Customer Review

31 of 37 people found the following review helpful
2.0 out of 5 stars Way overrated, February 1, 2002
By A Customer
This review is from: Learning Perl, Third Edition (Paperback)
I hate to slam a book that is considered such an essential book in the community. But I feel compelled.
First, the good points: It has great reference sections. Very, very important for such a book. It is also reasonably comprehensive. Sure, you'll probably also want Perl Cookbook to really know what you are doing, but it's too much to ask for Learning Perl to contain such practical uses. It crams so much more in than most programming books.
As for the bad, I could rant for a long time, but I will try to be brief. First, the book's organization leaves much to be desired. While the macro-organization is perhaps reasonable enough, a trial lawyer would have a field day with the objection, "Facts assumed not in evidence." There are numerous code snippets in this book that are only understandable at even the most basic level by flipping ahead 100 pages, then cross-referencing to the appendix and then flipping back to a different chapter. A novice programmer shouldn't have to deal with terms like "grep" or the like until the definition of "grep" is actually given since, after all, the last time I checked, "grep" was not a standard phrase in the English language that is understandable to all.
The book is written for people with a broad background in programming. For example, the reference section, which is supposed to describe the functions in depth describes how the command "printf" works as follows: "This is similar to the C library's printf(3) and fprintf(3) functions." While there was some other gobbledygook in his listing, none of the gobbledygook explained how the function worked. Last time I checked, the book was titled Programming Perl, not Programming C, Volume II. Why its only description for how the function actually works is a reference to another language is typical of the breezy arrogance of the authors. This was more egregious than most other examples, but in general, the authors were telling their story to insiders who needed a refresher course, not people who wanted to hear the story from the beginning.
In retrospect, after reading other books about programming, most horrifying to me is the utter lack of disregard for good programming standards at the most basic level. The authors seem to glorify the "Obfuscated Perl" approach, which is to write the language in as tightly wound and obfuscated a way as possible. This is simply bad programming, even it does take a very smart person to understand what's going on.

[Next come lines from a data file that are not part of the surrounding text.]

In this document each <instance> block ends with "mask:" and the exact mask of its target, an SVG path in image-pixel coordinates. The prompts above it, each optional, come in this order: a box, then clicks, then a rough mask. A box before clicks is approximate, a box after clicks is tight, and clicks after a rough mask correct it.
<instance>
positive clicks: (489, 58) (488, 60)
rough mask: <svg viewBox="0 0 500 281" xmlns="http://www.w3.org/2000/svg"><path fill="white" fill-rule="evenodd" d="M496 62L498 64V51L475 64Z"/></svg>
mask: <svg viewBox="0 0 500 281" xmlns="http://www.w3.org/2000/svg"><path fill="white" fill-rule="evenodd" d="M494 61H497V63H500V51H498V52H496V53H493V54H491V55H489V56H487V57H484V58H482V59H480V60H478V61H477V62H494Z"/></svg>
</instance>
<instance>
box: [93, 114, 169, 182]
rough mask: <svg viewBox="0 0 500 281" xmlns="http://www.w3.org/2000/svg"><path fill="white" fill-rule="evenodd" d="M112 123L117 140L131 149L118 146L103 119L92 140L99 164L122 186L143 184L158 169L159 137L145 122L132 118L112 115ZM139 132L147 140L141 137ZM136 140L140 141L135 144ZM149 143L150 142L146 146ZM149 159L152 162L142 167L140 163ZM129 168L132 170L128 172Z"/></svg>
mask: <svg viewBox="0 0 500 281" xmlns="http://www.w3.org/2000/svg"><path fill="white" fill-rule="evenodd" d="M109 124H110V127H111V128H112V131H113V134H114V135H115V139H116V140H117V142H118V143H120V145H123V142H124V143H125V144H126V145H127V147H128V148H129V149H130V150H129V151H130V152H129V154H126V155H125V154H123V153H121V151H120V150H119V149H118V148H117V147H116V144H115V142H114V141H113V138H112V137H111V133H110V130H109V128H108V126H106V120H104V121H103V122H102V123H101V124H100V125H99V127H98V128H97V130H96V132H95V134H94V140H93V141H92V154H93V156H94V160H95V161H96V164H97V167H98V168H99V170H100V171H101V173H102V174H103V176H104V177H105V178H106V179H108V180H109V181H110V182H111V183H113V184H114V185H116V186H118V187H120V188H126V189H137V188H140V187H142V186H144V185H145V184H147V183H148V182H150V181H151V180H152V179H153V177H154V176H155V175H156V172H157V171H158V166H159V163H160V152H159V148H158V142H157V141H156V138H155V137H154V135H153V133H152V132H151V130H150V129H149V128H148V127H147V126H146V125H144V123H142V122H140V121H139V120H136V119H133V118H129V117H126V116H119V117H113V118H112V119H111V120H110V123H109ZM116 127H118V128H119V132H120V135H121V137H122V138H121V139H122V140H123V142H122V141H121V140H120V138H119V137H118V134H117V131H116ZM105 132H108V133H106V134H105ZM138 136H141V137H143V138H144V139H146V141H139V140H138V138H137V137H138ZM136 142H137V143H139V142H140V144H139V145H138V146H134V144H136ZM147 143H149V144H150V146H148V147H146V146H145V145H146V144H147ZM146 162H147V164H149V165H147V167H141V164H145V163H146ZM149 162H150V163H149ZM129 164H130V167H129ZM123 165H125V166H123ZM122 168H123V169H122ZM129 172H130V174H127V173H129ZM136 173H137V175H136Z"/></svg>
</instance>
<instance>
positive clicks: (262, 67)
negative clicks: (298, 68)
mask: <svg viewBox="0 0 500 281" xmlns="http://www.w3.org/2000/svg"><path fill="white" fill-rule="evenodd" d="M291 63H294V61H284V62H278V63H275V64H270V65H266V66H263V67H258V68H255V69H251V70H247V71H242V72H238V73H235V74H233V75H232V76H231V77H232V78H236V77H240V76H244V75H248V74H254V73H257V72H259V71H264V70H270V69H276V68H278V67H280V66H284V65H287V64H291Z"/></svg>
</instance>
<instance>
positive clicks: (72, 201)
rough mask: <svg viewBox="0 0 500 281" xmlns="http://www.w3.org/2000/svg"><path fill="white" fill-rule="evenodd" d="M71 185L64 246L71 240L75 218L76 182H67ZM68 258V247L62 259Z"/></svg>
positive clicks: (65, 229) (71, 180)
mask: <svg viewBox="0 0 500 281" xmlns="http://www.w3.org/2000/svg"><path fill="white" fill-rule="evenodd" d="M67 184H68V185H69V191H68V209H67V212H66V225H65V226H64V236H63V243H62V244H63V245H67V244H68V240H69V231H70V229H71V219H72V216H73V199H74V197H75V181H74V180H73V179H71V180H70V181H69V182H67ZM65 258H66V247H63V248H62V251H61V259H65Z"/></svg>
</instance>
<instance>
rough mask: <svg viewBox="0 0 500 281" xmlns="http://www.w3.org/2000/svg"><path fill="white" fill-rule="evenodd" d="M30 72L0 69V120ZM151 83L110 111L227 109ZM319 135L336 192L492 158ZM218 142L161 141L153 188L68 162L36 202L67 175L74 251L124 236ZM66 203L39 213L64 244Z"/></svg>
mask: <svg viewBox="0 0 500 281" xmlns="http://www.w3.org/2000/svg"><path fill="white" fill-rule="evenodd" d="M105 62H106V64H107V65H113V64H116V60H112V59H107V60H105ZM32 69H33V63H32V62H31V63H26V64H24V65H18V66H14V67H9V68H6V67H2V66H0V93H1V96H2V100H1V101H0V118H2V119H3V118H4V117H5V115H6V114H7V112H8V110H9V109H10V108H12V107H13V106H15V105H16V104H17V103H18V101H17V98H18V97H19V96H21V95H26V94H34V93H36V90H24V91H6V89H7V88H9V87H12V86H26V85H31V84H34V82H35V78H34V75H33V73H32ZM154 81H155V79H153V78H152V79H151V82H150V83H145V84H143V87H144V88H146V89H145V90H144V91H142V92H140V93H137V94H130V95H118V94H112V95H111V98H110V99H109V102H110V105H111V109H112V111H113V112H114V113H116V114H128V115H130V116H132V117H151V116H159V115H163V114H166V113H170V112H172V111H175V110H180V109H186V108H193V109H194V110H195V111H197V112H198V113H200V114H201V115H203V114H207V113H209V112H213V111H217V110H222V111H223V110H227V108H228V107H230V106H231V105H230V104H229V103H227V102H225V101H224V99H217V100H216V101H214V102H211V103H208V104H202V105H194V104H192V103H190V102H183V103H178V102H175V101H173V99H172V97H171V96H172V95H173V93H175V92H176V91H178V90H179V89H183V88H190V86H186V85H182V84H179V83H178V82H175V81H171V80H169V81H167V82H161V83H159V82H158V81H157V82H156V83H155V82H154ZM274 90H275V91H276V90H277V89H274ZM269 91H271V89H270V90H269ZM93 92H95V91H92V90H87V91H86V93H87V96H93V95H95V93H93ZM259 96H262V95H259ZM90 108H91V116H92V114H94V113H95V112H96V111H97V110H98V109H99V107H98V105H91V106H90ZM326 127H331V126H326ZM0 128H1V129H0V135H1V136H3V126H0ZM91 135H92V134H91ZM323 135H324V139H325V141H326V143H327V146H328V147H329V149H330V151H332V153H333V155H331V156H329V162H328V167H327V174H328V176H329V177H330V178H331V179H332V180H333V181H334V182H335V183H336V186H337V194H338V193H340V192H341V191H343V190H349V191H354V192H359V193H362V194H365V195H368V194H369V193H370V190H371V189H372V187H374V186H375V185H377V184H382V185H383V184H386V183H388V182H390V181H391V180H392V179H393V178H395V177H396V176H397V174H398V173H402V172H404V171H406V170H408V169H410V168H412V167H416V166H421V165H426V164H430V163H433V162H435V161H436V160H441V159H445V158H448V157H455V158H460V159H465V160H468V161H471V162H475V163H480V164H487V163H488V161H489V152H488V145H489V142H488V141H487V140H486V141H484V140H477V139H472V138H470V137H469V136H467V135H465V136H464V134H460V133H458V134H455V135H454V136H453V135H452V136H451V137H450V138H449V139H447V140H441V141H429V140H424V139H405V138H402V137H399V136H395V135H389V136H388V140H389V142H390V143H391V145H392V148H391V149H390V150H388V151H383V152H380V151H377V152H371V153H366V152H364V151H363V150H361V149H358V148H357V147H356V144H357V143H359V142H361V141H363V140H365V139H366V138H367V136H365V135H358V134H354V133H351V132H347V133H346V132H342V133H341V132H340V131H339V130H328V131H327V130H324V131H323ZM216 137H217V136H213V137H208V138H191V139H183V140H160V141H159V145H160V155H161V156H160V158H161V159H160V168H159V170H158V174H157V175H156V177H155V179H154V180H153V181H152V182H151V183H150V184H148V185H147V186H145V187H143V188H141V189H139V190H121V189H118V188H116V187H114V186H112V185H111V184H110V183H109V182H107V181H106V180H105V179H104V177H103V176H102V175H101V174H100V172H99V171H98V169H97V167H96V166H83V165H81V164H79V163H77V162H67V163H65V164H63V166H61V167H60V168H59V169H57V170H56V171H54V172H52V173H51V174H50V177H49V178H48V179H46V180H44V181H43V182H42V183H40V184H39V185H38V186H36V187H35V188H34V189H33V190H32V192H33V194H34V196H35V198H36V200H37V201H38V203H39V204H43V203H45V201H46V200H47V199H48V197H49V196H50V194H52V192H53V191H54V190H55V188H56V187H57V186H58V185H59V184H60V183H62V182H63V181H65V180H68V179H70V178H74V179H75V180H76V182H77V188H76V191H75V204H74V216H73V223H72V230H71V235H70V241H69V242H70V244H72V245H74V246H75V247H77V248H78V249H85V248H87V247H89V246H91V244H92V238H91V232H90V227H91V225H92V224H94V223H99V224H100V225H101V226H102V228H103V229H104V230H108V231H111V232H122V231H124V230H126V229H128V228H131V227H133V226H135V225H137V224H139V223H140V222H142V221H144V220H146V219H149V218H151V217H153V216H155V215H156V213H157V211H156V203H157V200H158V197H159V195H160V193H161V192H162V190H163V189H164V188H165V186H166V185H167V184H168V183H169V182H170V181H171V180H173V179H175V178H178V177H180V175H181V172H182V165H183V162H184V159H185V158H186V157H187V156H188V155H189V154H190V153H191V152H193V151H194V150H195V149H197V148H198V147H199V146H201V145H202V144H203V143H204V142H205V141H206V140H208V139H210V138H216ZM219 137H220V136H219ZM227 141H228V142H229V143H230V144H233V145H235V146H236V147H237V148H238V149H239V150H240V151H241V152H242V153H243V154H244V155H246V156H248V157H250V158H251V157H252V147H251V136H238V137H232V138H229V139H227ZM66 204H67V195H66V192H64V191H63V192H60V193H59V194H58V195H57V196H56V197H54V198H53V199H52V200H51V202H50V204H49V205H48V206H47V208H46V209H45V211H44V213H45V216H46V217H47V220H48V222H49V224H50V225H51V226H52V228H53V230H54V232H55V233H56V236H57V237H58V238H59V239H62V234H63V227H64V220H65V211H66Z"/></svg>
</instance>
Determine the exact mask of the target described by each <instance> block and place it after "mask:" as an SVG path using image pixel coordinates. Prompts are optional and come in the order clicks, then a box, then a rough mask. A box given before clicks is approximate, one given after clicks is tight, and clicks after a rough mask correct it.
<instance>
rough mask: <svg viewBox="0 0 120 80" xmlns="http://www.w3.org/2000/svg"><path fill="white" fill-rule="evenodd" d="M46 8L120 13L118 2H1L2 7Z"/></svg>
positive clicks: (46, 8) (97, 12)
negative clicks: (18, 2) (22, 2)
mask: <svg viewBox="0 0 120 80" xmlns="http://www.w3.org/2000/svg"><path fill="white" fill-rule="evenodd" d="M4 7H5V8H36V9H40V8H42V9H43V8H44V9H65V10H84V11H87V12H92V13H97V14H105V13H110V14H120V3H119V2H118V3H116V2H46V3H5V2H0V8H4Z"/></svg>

Ideally, good code should be readable like a novel, if you have a basic understanding of the language. In a good novel, you don't flip back and forth between pages trying to remember who or what something was. Variables and subroutines should have clear, unambiguous names. Variables should be clearly spelled out, as opposed to the way the authors (and most Perl programmers) seem to think is best, which is to refer to such constructs as $_[1], requiring one to flip pages to where the subroutine was called to understand what information is being passed to the the subroutine.
Rather than taking the attitude -- almost universally held in the Perl community -- that There Is More Than One Way To Do It, the authors should have emphasized, You Might Want To Think About The Option That Will Make It Easier For You And Others To Understand Your Code When You Look At It 3 Months From Now. Journalists don't score points for writing obscure text. Yes, they can write things any way they like, but they have professional standards - codified in the AP Style Guide, among other places - that say that certain ways of doing things are better for readers. Programmers should adopt a similar way of thinking - both about the readibility and workability of code -and this book does everything to undermine this notion.